Earthquake Monitor Server and Aplication

This is an application to monitor earthquake events using the USGS API. The data is fetched with either the Python application or with the Apache NiFi framework. The information is persistently stored in a local Oracle database running in a Docker container.

screenshot

The Apache NiFi framework is also containerized, using another Docker image (HortonWorks Data Flow sandbox -- check for CDF deployment in the link).

NOTE: To set up the NiFi server, you will need a machine with AT LEAST 32Gb of RAM, The NiFi framework makes the ingestion of data easier and more robust. If you want to run the application without the NiFi server just change the NIFI variable in ./shared/EnvironmentVariables.py file to False. Alternatively, you can use a custom-made nifi server using a docker-compose file, which consumes significantly less resources (running on computers with 8Gb RAM, for instance). An example docker-compose file can be found here.
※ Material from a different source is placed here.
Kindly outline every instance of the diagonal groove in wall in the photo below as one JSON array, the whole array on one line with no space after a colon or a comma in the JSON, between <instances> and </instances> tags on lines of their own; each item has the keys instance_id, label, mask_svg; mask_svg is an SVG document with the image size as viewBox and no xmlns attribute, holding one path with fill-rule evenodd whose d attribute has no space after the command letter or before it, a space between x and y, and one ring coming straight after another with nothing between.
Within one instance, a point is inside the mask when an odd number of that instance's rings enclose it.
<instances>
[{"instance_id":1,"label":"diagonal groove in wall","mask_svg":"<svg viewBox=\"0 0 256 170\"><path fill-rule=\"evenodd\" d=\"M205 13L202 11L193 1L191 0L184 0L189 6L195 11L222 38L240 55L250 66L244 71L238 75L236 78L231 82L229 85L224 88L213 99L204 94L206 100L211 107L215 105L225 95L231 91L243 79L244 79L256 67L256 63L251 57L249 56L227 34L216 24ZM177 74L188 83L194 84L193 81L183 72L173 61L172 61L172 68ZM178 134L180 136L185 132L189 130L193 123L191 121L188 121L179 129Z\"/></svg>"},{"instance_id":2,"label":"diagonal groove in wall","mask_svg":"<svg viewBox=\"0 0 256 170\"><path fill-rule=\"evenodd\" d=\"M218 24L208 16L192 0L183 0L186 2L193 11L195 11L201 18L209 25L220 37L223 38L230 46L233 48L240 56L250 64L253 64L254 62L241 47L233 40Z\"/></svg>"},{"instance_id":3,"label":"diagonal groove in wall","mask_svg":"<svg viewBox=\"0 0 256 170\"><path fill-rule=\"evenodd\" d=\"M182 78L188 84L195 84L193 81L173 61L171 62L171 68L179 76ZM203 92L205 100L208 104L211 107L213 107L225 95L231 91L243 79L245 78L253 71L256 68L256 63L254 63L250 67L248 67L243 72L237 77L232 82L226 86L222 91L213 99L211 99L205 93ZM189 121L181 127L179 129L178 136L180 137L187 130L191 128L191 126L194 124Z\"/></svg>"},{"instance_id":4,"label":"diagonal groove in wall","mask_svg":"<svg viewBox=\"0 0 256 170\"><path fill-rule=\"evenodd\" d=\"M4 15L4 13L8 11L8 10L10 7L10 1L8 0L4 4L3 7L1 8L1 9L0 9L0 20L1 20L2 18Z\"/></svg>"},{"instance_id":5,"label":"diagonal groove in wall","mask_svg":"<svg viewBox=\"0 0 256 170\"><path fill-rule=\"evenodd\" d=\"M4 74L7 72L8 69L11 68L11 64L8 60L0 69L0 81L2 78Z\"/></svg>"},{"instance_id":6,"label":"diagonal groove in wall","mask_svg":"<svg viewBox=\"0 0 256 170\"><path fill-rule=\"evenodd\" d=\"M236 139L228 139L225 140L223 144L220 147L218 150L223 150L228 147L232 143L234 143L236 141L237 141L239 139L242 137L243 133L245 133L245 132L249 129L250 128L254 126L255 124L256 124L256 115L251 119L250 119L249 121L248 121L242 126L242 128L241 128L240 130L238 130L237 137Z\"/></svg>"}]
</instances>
The NiFi server is responsible for collecting data from USGS via REST queries and digesting that information into our Oracle database constantly, independetly of the Python application, which in this case runs as a shell to access our database. Without NiFi, data is only collected when the Python application is running.

screenshot

In the next steps you will find out how to set up the Python application, the database and the NiFi framework.


Setting up the Python Aplication

The first thing we need to do is clone this repository or download the source code and extract it somewhere.
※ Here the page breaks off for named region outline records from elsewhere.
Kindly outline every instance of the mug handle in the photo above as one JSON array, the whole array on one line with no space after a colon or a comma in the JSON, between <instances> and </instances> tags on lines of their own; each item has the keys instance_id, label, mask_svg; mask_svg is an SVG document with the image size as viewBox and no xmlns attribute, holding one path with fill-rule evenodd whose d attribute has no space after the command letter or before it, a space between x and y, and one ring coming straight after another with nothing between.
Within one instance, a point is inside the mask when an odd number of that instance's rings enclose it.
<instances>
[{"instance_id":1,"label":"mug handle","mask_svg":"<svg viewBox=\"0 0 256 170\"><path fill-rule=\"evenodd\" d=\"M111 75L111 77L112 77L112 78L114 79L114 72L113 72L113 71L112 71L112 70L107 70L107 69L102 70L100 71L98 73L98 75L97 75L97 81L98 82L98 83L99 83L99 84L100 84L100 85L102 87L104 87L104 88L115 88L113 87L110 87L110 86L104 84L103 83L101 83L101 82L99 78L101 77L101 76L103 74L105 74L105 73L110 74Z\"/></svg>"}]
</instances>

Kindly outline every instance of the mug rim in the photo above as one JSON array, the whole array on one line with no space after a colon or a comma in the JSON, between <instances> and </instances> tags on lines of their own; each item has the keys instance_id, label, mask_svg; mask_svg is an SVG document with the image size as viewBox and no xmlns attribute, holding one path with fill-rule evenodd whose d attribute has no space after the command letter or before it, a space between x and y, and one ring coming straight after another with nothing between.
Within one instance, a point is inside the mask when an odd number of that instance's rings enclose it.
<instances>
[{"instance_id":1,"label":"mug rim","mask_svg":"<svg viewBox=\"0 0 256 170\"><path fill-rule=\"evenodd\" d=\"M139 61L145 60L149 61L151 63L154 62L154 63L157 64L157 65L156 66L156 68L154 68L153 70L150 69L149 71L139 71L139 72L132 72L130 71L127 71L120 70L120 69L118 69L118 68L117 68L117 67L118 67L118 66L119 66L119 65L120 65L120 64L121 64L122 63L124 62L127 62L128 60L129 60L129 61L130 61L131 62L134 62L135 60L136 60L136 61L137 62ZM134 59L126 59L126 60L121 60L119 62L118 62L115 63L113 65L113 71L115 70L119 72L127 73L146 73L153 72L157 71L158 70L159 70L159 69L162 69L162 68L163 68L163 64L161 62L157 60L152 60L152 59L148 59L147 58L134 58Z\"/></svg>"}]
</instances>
To clone it, use the following command:

git clone https://github.com/linssab/EarthquakeDataAnalytics

It is strongly recommended to create a separate Python environment now.

In the new environment (or in your default Python installation) install all the required Python packages using the requirements.txt file:

pip install -r requirements.txt

EnvironmentVariables.py

In the Environment Variables file you need to set some parameters. To properly access our database, which we will create in the next steps, we must give our program a way to communicate with it.

Download the OracleClient and extract it somewhere in your hard drive. Next, replace the value of the ORACLE_CLIENT_PATH variable in the Environment Variables to math the path where you have extracted the OracleClient.

If you are not using the Apache NiFi Framework, set the NIFI variable to False. The REFRESH_RATE_NO_NIFI variable sets the frequency with which the Python application requests data from the USGS API. The default value is 600 seconds.


Setting up the Oracle Database

We will be running our server with containers, so the first thing you must do is install Docker in your machine. Just follow the installation steps reported in the link.

Afterwards, run the shell script for your system, as explained below:


WINDOWS

Once properly installed, you must run the databaseSetup.ps1 script from the application level, i.e. open the terminal in the folder where you have cloned the repository and execute the following commands:

Set-ExecutionPolicy -Scope CurrentUser -ExecutionPolicy Unrestricted -Force;
.\databaseSetup.ps1

UNIX

Run the databaseSetup.sh shell script to setup the database. The script must be run from the applicaiton level, i.e. open the terminal in the folder where you have cloned the repository and execute the following command:

bash databaseSetup.sh

The script will take care of downloading the docker image and setting up the database for use. Once it is finished, the container will be running.


Configuring the Apache NiFi server

The deployment of the server is pretty simple. Download the latest scripts from Cloudera here and extract them.

Next, open the terminal (if you are on a Windows machine you will need the download the Git Bash first). Open the bash terminal and execute the deploy shell script.

cd /path/to/script
sh docker-deploy-{HDFversion}.sh

For more details refer to the Cloudera tutorial.

After the HDF docker image is running (it may take a while to start all services), we must open our NiFi canvas. To do so, head over to http://localhost:1080 and click on the NiFi UI.

Once in the canvas, you can import the *.xml template provided in the flow directory by using the import template button on the upper-left portion of the NiFi canvas. Once done, start all processors and the server will start collecting data from that moment onwards.

To shut down the server, use the following commands one after the other:

docker stop sandbox-hdf
docker stop sandbox-proxy

Analogously, to start them again, use the following commands:

docker start sandbox-hdf
docker start sandbox-proxy

You no longer need to run the deploy scripts after the first time.